Full Backup ohne Festplatte? Was bei Computern relativ leicht zu erledigen ist, das gehört zu den kniffligsten Aufgaben bei mobilen Geräten. Dann aber lassen sich sogar Chatprotokolle auslesen.

Während für PCs und Geräte mit echtem Linux zahlreiche Festplattenwerkzeuge wie Dd, Dc3dd oder gar solche mit eingebauter Komprimierung wie Ewfacquire [1] oder Partclone [2] zur Verfügung stehen, schaut es für all jene, die Ähnliches mit einem Android-Device versuchen, mau aus.

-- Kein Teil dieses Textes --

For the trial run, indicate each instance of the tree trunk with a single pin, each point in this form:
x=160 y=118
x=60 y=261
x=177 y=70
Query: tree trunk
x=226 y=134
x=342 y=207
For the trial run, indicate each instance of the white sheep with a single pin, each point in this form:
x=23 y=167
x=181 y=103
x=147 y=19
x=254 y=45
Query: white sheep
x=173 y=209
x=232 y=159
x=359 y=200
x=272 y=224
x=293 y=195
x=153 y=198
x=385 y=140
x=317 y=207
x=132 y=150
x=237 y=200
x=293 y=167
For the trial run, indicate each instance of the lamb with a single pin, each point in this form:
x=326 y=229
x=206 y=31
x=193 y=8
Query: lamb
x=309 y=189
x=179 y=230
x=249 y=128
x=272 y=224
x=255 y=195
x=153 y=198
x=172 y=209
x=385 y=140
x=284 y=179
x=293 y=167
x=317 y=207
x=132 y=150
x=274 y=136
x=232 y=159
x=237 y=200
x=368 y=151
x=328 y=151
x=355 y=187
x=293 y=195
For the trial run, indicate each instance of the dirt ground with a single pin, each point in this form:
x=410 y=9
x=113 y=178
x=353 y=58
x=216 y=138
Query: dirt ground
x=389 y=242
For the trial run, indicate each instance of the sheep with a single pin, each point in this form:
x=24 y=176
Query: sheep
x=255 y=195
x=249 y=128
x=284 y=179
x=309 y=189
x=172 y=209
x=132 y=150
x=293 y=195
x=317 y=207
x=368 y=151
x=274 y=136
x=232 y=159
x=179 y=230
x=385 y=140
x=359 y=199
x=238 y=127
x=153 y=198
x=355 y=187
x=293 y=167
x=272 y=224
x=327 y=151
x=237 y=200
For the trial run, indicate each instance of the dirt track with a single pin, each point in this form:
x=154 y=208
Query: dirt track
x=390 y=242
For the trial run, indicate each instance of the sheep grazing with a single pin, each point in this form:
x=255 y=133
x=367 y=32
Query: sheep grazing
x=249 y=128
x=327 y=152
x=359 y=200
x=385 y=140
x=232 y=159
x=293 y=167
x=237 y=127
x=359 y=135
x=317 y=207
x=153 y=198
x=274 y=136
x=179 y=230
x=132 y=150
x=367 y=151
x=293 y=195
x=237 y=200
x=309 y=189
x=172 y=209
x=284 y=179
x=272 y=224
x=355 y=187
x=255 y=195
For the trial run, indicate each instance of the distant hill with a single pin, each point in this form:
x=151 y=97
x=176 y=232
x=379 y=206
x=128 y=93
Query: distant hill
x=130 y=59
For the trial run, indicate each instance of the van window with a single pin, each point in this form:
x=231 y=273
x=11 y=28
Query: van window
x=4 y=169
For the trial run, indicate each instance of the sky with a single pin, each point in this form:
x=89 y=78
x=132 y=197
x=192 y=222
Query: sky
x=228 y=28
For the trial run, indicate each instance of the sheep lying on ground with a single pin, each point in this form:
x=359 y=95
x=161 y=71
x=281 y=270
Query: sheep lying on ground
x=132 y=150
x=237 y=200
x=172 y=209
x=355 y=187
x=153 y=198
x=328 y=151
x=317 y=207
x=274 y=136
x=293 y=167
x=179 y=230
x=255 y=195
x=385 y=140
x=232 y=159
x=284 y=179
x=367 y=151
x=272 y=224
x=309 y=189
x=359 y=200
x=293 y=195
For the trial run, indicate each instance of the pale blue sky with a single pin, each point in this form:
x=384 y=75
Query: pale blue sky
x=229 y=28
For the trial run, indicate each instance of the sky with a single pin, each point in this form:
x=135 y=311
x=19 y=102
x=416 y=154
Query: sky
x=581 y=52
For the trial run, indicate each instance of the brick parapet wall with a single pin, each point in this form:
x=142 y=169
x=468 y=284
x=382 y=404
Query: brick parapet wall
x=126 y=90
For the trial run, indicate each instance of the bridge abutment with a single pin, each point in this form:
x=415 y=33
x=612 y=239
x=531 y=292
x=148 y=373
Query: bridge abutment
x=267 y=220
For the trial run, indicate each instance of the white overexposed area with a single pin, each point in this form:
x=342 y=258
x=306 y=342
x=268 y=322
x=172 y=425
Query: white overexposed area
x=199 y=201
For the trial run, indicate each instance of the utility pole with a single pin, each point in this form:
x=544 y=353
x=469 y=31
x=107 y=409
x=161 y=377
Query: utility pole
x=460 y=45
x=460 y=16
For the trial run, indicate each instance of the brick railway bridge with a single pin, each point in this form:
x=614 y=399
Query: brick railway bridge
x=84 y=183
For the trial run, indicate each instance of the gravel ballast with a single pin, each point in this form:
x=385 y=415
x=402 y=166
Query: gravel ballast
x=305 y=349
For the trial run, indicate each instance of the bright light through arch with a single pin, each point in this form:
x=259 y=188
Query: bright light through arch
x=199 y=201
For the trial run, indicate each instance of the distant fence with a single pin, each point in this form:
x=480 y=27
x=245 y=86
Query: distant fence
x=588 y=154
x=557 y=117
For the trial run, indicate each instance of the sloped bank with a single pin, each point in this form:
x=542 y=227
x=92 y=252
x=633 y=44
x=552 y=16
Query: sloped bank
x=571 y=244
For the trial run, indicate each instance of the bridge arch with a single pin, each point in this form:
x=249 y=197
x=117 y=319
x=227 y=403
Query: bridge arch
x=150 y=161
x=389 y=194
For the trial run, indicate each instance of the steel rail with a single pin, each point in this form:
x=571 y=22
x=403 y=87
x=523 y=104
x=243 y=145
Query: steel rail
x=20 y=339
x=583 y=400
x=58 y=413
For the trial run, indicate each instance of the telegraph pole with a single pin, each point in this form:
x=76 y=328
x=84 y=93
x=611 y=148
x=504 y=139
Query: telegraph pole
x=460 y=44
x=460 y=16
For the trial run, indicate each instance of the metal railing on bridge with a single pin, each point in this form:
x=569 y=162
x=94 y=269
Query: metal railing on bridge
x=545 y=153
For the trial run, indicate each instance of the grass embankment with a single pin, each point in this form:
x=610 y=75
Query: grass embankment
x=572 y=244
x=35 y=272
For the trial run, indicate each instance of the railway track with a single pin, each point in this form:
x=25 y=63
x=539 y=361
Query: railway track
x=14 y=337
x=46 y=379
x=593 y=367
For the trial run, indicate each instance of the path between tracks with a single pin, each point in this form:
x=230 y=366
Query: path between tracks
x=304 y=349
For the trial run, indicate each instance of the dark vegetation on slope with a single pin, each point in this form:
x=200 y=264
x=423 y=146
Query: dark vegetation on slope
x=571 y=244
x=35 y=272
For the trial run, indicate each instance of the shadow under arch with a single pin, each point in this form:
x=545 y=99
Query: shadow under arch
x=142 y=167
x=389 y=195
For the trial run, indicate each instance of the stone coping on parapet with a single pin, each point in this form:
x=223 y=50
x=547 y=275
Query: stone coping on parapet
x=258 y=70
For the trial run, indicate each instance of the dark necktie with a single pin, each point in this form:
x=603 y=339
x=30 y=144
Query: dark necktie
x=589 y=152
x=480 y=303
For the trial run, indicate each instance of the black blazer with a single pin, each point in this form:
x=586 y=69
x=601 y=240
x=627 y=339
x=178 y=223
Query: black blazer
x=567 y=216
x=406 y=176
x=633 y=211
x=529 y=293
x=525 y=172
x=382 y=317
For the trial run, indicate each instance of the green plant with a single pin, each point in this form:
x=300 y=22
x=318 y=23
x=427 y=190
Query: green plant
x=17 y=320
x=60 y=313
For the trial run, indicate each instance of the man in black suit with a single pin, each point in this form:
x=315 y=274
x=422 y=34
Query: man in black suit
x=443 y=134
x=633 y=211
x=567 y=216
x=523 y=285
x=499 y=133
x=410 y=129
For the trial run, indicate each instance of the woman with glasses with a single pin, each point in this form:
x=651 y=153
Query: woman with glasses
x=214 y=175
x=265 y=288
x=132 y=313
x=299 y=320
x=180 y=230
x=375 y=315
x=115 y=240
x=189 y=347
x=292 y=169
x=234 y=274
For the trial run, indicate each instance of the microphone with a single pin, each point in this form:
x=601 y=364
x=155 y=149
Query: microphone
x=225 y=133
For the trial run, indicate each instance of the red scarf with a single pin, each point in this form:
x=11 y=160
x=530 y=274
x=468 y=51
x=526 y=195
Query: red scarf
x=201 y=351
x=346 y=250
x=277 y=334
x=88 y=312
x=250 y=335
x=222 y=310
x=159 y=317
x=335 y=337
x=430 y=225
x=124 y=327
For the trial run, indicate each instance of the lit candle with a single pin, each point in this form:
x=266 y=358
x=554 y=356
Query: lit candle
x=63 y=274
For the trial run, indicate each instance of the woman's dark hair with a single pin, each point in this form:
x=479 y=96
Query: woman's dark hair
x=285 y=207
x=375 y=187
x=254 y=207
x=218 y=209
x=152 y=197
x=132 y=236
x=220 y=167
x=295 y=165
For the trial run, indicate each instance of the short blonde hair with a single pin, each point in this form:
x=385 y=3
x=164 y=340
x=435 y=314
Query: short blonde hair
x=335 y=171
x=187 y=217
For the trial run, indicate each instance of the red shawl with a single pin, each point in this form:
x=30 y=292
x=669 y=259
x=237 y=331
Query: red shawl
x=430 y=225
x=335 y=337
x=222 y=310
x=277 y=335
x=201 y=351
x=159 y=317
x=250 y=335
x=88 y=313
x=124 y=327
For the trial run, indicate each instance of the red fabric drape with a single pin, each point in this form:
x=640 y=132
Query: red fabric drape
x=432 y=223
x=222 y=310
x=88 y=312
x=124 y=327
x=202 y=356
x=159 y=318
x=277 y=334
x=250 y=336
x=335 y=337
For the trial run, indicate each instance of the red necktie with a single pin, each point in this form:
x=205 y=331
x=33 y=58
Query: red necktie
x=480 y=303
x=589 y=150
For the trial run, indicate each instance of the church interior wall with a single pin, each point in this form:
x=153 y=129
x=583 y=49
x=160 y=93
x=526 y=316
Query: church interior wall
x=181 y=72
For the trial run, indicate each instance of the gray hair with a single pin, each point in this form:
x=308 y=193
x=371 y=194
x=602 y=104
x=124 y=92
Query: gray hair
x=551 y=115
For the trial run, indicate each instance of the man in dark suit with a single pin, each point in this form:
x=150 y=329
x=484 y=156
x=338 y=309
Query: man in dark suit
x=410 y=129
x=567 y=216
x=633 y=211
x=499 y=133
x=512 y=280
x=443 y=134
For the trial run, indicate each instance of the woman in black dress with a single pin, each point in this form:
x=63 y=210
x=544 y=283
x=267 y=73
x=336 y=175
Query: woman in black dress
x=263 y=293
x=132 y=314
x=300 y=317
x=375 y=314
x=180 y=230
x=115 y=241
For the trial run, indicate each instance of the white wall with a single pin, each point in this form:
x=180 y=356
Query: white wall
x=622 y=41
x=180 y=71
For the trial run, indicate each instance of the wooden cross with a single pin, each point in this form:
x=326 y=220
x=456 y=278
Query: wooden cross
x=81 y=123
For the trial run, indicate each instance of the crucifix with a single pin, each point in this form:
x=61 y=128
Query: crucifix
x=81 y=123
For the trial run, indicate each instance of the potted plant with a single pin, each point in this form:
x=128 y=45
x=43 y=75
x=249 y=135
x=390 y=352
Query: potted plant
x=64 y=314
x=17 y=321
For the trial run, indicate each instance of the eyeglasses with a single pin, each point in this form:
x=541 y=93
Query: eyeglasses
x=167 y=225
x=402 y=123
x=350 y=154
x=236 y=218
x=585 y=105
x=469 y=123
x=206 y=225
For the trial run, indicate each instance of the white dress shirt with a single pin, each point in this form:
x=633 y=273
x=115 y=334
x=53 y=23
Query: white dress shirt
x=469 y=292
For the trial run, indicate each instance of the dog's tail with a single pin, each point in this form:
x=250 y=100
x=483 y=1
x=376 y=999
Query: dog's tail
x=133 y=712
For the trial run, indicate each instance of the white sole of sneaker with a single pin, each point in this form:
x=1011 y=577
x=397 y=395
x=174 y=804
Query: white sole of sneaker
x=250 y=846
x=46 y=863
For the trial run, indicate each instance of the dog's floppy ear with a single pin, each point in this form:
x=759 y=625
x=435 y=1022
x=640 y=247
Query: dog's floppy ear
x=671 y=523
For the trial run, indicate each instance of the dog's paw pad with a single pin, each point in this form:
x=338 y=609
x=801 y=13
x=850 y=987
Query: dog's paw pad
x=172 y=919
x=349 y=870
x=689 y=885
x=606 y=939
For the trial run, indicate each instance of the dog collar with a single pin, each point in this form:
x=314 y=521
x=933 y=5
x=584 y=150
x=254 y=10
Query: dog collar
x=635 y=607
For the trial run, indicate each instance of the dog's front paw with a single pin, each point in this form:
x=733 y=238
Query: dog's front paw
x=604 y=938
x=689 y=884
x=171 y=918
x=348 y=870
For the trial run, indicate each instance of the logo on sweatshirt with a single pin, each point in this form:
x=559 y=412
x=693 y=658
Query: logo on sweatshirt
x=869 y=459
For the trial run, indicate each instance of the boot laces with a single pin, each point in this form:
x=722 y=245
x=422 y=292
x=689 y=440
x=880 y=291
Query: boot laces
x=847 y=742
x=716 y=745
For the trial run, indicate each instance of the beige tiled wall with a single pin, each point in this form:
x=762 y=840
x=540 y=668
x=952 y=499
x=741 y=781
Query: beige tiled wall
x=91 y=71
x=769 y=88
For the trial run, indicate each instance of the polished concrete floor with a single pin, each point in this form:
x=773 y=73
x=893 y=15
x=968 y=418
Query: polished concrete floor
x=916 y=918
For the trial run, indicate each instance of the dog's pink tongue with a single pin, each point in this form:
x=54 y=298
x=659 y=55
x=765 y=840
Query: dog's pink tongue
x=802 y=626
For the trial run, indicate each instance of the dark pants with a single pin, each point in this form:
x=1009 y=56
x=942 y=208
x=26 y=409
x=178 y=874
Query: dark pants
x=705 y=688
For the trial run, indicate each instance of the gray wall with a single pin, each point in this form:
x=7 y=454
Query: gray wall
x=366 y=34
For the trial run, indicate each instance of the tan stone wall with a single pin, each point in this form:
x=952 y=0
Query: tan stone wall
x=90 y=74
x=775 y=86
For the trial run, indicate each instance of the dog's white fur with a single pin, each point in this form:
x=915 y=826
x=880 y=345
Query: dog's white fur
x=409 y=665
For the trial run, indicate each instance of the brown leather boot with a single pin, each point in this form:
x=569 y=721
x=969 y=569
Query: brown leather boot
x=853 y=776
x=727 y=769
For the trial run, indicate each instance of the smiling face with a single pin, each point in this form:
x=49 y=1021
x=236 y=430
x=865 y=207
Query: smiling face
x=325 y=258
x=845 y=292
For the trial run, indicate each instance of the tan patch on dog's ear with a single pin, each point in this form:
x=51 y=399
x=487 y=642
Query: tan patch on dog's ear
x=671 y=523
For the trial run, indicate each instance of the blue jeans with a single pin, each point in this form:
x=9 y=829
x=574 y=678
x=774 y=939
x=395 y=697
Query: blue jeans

Admins, die sich getreu dem alten Motto “Nur ein volles Backup ist ein gutes Backup” tiefreichenden Zugriff wünschen, stehen vor einer schier unlösbaren Aufgabe – und ebenso der Forensiker, der die Smartphones und Tablets von Verdächtigten unter die Lupe nehmen soll. Besonders kritisch erweist sich die Lage bei älteren Smartphones, aber auch bei neueren Geräten der untersten Preisklasse.

Wear Leveling

Per Software initiiertes Wear Leveling erspart dem (Billig-)Hersteller zwar weitere Hardwarekomponenten, erschwert dem Admin das direkte Auslesen aus den Speicherchips aber zusätzlich. Immer noch gibt es viel zu wenig Software, die dann in der Lage ist, das Dateisystem auszulesen – was bereits ein Artikel im Linux-Magazin im Jahr 2011 monierte [3]. Seither ist aber viel Zeit vergangen und die Geräte mit YAFFS-Dateisystem sind Gott sei Dank auf dem Rückzug. Ende 2014 dominiert Ext 4 als Dateisystem in der Mittel- und Oberklasse mit großem Vorsprung.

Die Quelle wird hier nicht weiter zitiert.